Robert-van-Engelen / tinylisp

Lisp in 99 lines of C and how to write one yourself. Includes 20 Lisp primitives, garbage collection and REPL. Includes tail-call optimized versions for speed and reduced memory use.
BSD 3-Clause "New" or "Revised" License
842 stars 37 forks source link

No macro? #12

Closed mw66 closed 12 months ago

mw66 commented 1 year ago

Although it's mentioned in the readme, this 99 line version of tinylisp does not implemented macro? As the other version does.

Robert-van-Engelen commented 1 year ago

Macros weren't literally part of McCarthy's 1960 paper on LISP, but there are early references to lists with different evaluation modes that resemble macros. Well, LISP can write LISP code anyway, so that's not really a surprise.

IMHO for a basic understanding of Lisp, the implementation of macro support is unnecessary to add to tinylisp.

Sure, they are special and domain-specific languages need them. But otherwise, do we really need them for educational small-scale Lisp things like tinylisp?

The Lisp in 1k Lines of C project does support macros. That could be used as a basis to implement it in tinylisp too and I encourage anyone to give that a try.

mw66 commented 1 year ago

Thanks for the info. Yes I saw macro is in the mini 1k Lisp. Just want to get the readme doc right for this tinylisp.

Another question I want ask is: the NaN boxing trick is OK, but why it's needed here (for education purpose Lisp implementation, this trick I think actually distracted learners from learning Lisp)? Why cannot we just use bit fields or a small struct as tagged union? Also by using NaN boxing, are we actually wasting 13 bits for each double?

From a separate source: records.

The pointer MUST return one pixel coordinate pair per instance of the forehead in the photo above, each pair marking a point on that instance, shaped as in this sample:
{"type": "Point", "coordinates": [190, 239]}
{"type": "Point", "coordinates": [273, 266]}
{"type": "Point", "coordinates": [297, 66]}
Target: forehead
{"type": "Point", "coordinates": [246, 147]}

Robert-van-Engelen commented 1 year ago

Another question I want ask is: the NaN boxing trick is OK, but why it's needed here (for education purpose Lisp implementation, this trick I think actually distracted learners from learning Lisp)? Why cannot we just use bit fields or a small struct as tagged union? Also by using NaN boxing, are we actually wasting 13 bits for each double?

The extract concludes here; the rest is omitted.